Home >Technology peripherals >AI >New title: ADAPT: A preliminary exploration of end-to-end autonomous driving explainability

New title: ADAPT: A preliminary exploration of end-to-end autonomous driving explainability

WBOYWBOYWBOYWBOYWBOYWBOYWBOYWBOYWBOYWBOYWBOYWBOYWBforward: 2023-10-11 12:57:041336browse

This article is reprinted with the authorization of the Autonomous Driving Heart public account. Please contact the source for reprinting.

The author’s personal thoughts

End-to-end is a very popular direction this year. This year’s CVPR best paper was also awarded to UniAD. However, there are also many problems in end-to-end, such as low interpretability, difficulty in training convergence, etc. Some scholars in the field have begun to gradually turn their attention to end-to-end interpretability. Today I will share with you the end-to-end interpretability. The latest explanatory work is ADAPT. This method is based on the Transformer architecture and outputs vehicle action descriptions and reasoning for each decision end-to-end through multi-task joint training. Some of the author’s thoughts on ADAPT are as follows:

Here is the prediction using the 2D feature of the video. It is possible that the effect will be better after converting the 2D feature into a bev feature.
The effect may be better when combined with LLM. For example, the Text Generation part is replaced by LLM.
The current work is to use historical videos as input, and the predicted actions and their descriptions are also historical. If It may be more meaningful to predict future actions and the causes corresponding to the actions.
The image tokenized token is a bit too much, and there may be a lot of useless information. Maybe you can try Token-Learner.

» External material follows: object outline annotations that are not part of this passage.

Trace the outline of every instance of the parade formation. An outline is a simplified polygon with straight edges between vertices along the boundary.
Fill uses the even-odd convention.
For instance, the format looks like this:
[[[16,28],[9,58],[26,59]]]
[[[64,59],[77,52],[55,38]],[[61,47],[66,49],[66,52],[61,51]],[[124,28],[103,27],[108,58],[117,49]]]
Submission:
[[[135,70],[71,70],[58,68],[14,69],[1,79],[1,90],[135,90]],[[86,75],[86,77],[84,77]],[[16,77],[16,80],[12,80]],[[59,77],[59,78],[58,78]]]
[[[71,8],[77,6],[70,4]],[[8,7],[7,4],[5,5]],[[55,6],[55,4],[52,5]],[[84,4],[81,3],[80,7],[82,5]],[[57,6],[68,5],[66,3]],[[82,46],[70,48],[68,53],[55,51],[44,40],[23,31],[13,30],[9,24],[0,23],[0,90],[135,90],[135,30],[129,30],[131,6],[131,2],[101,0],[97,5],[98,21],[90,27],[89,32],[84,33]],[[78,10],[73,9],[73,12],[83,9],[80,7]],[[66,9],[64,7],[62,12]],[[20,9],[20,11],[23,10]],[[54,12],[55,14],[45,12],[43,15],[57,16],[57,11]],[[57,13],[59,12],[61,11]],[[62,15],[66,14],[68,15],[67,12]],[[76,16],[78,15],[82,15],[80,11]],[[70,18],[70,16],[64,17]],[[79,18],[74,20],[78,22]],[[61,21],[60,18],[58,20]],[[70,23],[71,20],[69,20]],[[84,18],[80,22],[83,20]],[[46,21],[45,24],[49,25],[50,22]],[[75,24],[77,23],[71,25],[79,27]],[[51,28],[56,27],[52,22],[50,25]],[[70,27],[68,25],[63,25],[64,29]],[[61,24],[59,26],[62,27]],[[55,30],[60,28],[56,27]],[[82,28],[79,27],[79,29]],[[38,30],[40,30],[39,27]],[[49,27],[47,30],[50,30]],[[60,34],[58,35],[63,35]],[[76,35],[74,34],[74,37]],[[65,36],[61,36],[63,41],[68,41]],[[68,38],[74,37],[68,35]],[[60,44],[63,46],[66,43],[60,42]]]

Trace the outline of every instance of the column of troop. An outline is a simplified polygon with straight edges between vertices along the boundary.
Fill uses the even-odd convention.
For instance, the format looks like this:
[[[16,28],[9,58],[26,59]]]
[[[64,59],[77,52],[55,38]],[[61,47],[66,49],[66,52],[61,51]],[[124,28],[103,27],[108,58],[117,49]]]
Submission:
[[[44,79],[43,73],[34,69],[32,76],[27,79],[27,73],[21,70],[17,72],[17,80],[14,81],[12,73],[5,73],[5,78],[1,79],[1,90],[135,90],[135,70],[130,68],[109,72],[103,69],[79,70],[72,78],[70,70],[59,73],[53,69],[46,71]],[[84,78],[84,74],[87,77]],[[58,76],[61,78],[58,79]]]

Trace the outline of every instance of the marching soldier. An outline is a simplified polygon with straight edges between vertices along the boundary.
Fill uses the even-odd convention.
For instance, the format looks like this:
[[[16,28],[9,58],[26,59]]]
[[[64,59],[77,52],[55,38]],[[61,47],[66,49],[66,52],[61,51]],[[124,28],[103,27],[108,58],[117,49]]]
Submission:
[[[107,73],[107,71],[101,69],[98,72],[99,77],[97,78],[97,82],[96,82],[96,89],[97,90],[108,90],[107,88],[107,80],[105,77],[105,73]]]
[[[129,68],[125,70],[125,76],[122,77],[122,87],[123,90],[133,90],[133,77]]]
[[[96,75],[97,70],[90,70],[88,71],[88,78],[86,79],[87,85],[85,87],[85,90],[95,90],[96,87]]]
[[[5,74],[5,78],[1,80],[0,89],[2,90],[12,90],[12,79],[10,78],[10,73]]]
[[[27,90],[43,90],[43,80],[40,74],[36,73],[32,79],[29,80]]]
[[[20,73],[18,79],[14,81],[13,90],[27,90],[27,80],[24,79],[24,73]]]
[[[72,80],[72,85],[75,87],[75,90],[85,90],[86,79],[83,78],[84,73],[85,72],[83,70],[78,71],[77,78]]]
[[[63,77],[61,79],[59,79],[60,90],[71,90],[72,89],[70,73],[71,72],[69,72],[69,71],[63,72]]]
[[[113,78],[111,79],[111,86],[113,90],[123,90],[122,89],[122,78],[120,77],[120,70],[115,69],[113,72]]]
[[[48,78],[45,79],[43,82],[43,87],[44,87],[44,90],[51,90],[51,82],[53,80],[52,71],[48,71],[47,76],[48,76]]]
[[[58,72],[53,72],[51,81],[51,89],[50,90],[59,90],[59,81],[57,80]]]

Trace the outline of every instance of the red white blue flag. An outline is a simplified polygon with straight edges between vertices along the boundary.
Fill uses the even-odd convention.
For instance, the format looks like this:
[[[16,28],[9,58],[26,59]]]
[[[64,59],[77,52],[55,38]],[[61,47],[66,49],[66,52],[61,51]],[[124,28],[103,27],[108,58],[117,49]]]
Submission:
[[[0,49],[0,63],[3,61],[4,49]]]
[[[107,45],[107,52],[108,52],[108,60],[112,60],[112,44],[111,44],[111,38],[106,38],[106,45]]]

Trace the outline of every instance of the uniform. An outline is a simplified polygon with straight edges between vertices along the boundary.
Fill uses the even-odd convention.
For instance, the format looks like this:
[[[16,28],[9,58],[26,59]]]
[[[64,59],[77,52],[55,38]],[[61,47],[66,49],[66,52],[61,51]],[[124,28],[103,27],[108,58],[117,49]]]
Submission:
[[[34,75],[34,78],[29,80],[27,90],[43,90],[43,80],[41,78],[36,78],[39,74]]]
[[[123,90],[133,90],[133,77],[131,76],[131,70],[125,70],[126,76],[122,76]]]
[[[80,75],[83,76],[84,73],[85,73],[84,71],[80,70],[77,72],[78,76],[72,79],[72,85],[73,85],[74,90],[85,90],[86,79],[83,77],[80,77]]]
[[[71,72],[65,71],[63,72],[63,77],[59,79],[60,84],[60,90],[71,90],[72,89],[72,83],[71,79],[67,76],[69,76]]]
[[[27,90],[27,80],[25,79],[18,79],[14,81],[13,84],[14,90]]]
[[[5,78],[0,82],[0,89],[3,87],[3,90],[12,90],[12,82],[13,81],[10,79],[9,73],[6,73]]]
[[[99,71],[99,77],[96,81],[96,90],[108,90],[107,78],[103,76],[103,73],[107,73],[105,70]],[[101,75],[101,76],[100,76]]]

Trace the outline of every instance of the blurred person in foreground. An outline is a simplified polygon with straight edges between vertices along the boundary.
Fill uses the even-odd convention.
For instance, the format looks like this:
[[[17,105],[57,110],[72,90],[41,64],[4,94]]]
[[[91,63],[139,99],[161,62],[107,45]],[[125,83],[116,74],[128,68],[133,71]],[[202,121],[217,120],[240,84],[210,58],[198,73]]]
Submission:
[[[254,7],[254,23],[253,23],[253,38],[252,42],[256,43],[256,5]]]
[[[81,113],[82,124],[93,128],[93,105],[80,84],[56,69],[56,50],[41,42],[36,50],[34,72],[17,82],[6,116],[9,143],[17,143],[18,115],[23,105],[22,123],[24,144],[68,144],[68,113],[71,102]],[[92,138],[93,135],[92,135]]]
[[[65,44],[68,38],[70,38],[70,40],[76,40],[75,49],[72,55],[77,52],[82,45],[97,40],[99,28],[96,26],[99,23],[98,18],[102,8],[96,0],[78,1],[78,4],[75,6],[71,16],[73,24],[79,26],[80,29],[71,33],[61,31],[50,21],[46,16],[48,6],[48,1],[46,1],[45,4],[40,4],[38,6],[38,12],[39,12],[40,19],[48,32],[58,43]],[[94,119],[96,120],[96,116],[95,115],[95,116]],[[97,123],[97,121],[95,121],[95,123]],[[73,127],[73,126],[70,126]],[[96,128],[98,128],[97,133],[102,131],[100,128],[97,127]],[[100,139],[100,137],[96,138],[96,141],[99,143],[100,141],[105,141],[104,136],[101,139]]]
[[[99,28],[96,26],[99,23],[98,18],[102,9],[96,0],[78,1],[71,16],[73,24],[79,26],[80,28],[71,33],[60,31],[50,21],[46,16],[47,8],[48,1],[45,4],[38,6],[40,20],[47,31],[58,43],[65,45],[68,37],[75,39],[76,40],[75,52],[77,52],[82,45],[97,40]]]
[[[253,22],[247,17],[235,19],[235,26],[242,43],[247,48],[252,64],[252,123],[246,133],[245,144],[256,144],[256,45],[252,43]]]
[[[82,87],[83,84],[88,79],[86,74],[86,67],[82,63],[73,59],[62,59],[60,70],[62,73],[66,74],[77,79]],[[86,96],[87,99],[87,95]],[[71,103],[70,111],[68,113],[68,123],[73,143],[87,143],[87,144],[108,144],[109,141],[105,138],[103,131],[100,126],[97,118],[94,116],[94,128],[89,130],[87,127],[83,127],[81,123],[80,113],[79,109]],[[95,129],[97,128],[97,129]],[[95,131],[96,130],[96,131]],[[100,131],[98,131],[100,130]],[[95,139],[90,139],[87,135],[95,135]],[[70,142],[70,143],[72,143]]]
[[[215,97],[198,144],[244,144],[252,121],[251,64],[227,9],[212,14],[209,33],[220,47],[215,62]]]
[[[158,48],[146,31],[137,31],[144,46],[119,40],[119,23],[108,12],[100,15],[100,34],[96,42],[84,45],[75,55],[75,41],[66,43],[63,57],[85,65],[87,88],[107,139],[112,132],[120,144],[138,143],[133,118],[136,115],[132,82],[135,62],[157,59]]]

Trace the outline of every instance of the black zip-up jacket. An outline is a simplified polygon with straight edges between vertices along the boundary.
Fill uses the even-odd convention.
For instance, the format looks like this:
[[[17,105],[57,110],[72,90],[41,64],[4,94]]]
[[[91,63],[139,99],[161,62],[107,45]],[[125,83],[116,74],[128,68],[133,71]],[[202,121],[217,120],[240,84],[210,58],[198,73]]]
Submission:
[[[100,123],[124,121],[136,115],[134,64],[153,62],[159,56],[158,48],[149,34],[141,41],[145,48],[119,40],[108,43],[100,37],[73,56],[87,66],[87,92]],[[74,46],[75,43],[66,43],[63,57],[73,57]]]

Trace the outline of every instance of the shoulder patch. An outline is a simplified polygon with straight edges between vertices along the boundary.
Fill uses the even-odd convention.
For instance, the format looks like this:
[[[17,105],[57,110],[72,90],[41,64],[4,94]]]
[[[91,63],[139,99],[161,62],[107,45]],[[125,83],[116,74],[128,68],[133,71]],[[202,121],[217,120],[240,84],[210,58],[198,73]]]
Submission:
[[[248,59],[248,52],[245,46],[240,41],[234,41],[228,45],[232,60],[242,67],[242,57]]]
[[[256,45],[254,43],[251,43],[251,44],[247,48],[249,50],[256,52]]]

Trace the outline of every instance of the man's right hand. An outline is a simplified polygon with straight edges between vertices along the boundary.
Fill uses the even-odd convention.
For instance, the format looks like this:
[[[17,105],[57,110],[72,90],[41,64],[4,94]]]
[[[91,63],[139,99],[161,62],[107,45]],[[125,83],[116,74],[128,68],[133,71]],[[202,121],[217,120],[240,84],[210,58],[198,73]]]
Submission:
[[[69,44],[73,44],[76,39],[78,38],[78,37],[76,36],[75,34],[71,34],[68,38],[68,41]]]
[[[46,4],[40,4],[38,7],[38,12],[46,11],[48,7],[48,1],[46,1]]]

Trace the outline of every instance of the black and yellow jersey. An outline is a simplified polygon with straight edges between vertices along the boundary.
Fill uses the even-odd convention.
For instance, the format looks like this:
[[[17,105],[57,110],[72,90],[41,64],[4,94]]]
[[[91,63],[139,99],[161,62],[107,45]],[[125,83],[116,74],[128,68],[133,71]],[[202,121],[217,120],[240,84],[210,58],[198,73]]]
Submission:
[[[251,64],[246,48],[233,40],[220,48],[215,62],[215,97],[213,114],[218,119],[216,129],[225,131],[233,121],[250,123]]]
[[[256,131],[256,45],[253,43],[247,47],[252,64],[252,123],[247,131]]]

What is the starting point?

End-to-end autonomous driving has huge potential in the transportation industry, and research in this area is currently hot. For example, UniAD, the best paper of CVPR2023, does end-to-end automatic driving. However, the lack of transparency and explainability of the automated decision-making process will hinder its development. After all, safety is the first priority for real vehicles on the road. There have been some early attempts to use attention maps or cost volumes to improve model interpretability, but these methods are difficult to understand. So the starting point of this work is to find an easy-to-understand way to explain decision-making. The picture below is a comparison of several methods. Obviously it is easier to understand in words.

New title: ADAPT: A preliminary exploration of end-to-end autonomous driving explainability

What are the advantages of ADAPT?

It can output the vehicle action description and the reasoning of each decision end-to-end;
This method is based on the transformer network structure and is combined through multi-task. Training;
Achieved SOTA effect on BDD-X (Berkeley DeepDrive eXplanation) data set;
In order to verify the effectiveness of the system in real scenarios, a set of deployable This system can input the original video and output the description and reasoning of the action in real time;

Effect display

New title: ADAPT: A preliminary exploration of end-to-end autonomous driving explainability

##The effect is still very good, especially the third dark night scene, the traffic lights were noticed.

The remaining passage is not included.